La mère patrie (étymologiquement le pays des pères), le drapeau, La Marseillaise, La Strasbourgeoise, L’art de la guerre, Le livre des ruses, Les Mémoires de Richelieu font tiquer les héros de la réticence, la fine Flore du progressisme et de l’insoumission. Ignorants de l’Histoire, fossilisés dans le Rousseauisme lacrymal, pacifisme, un droit de l’hommisme de pacotille, aveuglés par l’anti-américanisme, ils sont incapables de penser la violence, la realpolitik, les impérialismes russe et chinois. Aux larmes, citoyens ! Guère plus de clairvoyance à droite ou au Quai d’Orsay. En juin 2018, lors de la crise des réfugiés de l’Aquarius, naïve comme une rosière, Christiane Taubira fustigeait « une scène internationale pleine de fracas, où prospèrent la crânerie, la fourberie, l’ivresse de l’impunité, le désarroi… L’Europe avait une occasion d’exister, de retrouver son magistère éthique… ». Pendant la guerre froide, Bertrand Russell, les Verts allemands dans les années 80, avaient un slogan plein de bon sang : Better red than dead. L’Occident plaide toujours coupable et garde son leadership dans l’aveuglement, l’auto-flagellation et la repentance. Gloria in excelsis Deo et in terra pax hominibus bonae voluntatis.

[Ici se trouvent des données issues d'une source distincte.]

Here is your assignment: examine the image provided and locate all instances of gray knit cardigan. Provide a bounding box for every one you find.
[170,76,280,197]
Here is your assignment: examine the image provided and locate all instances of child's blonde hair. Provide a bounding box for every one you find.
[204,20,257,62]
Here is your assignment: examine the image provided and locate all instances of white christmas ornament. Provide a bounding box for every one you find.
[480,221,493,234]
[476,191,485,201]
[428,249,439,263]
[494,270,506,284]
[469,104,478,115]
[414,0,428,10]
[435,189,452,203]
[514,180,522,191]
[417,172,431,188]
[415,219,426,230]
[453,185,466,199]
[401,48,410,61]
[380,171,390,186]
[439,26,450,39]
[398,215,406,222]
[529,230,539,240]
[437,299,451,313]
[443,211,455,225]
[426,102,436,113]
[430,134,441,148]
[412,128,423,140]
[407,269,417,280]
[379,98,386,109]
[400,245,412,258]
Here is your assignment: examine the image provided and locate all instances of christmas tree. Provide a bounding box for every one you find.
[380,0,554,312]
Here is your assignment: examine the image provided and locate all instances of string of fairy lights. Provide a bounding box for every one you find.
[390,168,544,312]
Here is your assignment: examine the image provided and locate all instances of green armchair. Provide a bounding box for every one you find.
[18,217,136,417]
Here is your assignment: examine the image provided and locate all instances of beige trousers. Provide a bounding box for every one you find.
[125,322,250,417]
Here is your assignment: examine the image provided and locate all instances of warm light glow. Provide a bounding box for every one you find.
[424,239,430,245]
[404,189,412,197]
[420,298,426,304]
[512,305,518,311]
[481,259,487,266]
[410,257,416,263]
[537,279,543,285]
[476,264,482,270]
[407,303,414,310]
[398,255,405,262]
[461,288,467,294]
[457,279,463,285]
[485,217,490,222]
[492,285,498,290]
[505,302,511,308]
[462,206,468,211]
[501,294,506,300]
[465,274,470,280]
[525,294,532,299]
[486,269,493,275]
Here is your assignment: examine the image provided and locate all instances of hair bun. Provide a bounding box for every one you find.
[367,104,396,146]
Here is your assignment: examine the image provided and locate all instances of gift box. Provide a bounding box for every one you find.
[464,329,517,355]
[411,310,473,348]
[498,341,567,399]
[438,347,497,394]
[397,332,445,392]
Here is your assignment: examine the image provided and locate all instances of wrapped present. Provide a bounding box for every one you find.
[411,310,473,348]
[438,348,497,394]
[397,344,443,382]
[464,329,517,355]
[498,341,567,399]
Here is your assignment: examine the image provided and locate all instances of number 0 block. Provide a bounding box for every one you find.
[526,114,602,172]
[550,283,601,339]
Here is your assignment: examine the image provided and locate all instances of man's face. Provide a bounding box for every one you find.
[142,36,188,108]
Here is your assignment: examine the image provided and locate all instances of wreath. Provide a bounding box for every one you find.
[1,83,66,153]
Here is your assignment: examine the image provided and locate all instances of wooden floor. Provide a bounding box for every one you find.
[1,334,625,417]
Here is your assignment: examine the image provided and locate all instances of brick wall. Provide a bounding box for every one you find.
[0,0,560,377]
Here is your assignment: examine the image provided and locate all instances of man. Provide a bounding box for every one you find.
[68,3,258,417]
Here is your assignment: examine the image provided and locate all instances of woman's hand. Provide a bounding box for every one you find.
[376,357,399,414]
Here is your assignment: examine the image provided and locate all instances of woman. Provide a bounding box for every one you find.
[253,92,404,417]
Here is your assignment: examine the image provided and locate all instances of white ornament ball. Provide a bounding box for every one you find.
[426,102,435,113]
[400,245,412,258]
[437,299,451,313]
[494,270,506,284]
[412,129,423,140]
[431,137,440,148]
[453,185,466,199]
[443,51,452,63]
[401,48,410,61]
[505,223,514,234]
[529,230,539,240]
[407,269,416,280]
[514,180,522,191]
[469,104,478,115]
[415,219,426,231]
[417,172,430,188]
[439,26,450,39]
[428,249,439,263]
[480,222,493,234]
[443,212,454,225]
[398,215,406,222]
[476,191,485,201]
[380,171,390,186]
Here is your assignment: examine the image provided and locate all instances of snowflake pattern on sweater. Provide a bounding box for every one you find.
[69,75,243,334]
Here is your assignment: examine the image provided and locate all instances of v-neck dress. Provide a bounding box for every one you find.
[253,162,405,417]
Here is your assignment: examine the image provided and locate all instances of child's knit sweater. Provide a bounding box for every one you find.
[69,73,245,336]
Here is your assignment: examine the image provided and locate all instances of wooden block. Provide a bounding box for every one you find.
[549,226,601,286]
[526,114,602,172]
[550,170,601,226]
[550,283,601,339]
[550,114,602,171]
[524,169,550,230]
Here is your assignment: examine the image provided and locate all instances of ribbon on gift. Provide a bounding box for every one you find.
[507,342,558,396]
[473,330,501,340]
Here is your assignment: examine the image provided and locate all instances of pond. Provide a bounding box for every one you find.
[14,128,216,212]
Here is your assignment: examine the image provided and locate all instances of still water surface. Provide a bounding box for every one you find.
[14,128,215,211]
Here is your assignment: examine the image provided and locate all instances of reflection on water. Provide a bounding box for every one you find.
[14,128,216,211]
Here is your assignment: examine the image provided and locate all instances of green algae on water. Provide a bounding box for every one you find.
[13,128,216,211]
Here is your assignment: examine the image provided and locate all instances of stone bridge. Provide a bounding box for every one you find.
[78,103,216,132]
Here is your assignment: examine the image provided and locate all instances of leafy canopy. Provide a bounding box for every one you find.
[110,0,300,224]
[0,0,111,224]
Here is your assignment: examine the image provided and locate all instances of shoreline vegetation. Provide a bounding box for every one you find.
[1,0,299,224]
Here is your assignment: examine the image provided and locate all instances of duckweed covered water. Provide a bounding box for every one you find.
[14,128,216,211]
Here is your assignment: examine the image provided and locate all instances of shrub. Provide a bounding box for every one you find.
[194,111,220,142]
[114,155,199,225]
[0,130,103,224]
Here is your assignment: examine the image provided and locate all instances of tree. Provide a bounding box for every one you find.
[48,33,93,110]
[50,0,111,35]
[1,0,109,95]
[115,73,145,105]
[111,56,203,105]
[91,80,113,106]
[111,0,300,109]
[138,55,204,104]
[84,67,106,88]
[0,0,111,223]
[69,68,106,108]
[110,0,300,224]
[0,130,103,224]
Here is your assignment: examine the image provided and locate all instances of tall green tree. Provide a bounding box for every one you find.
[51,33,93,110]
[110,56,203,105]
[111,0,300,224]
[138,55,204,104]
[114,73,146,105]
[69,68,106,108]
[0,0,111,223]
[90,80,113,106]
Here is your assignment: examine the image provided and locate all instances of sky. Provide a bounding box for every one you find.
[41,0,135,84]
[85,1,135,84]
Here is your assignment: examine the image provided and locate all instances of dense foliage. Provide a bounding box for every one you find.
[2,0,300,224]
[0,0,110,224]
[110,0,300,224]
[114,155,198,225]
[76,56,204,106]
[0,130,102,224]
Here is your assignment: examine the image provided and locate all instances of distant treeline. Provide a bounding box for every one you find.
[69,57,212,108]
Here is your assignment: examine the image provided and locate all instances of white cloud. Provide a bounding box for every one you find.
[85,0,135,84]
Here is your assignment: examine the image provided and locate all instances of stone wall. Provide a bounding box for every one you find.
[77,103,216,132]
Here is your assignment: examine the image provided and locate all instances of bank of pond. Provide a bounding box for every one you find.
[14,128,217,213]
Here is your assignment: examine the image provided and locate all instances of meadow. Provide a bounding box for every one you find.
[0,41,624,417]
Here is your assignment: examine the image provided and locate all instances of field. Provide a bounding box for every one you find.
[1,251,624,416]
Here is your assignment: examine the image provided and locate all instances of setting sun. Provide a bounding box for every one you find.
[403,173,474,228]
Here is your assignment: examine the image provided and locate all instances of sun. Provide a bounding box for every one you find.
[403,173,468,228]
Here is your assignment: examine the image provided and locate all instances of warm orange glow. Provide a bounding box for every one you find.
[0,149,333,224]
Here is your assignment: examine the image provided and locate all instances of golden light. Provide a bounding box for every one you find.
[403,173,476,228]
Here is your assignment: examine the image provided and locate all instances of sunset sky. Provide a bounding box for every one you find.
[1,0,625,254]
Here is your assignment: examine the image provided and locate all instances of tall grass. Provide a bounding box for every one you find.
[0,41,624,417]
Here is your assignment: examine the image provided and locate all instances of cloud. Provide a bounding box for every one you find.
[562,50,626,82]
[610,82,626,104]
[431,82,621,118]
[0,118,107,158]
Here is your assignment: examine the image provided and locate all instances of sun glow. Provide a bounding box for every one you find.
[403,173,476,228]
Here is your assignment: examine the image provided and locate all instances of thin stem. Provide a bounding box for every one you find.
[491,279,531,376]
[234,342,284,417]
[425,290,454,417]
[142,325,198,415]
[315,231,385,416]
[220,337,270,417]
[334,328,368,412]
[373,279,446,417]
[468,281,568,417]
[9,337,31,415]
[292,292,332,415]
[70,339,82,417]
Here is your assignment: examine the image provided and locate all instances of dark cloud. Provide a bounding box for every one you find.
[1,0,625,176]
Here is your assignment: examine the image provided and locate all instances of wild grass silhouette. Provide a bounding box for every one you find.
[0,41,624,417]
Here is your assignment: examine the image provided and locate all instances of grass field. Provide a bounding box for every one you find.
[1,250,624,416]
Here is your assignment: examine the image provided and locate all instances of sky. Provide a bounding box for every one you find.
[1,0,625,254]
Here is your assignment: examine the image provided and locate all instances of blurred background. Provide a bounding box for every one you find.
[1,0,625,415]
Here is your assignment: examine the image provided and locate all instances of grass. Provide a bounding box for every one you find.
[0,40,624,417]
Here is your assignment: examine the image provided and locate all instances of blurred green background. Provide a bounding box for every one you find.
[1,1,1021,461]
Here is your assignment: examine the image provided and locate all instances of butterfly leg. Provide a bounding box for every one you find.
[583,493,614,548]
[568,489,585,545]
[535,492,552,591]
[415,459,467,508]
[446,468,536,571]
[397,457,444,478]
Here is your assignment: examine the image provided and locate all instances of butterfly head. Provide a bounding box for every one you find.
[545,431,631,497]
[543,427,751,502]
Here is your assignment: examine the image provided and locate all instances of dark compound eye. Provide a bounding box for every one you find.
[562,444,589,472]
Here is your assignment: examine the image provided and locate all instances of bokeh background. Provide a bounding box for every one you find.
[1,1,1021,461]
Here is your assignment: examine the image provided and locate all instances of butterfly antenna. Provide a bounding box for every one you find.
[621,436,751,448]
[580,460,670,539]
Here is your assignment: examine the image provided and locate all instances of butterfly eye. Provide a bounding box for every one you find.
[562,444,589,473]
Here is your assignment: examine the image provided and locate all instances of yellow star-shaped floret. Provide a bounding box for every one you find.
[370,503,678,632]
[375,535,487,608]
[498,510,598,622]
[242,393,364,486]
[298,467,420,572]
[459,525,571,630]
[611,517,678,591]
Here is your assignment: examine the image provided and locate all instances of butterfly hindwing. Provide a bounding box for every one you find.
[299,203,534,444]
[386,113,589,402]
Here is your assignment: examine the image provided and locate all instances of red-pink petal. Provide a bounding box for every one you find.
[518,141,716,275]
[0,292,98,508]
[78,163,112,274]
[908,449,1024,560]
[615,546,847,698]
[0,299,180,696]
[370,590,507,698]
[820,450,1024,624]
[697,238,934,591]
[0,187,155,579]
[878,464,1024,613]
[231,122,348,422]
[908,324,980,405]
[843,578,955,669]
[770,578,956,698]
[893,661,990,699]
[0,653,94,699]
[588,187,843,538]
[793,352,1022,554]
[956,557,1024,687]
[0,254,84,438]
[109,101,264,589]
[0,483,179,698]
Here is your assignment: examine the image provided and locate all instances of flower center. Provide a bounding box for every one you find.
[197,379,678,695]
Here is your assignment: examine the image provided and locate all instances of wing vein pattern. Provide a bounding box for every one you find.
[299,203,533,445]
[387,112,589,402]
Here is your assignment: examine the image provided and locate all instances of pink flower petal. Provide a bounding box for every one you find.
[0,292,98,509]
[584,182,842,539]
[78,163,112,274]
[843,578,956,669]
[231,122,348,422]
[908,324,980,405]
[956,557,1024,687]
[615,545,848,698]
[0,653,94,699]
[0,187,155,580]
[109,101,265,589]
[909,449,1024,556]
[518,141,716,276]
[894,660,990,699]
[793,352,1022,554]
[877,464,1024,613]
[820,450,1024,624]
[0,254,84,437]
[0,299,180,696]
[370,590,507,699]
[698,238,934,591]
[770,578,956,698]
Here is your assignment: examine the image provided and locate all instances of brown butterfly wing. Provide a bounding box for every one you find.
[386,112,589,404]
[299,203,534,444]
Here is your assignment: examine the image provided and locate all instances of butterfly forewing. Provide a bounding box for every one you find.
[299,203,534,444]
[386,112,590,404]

Le combat pour la Paix est un pari risqué. La Grande illusion précède La Grande évasion. Après les accords de Munich, le pacte germano-soviétique et la débâcle de 1940, les pacifistes se sentirent fort dépourvus lorsque l’Hitler fut venu. La Lambada est terminée. C’est la fin de la fin de l’Histoire. La coexistence n’est plus pacifique, l’Europe ce n’est plus la paix. Si l’homme est un loup pour l’homme, dans leurs maisons en paille écolo ou bois de santal zéro carbone, les bobos, chaperons rouge, rose, vert, trois petits cochons, ont du souci à se faire. Tout est bien qui finit mal. « Una mattina mi sono alzato / O bella ciao, bella ciao, o bella ciao ciao ciao / Una mattina mi sono alzato / Eo ho trovato l’invasore… ».

« La voilà la Blanche Hermine ; Vive la mouette et l’ajonc ; La voilà la Blanche Hermine ; Vive Fougères et Clisson ! ».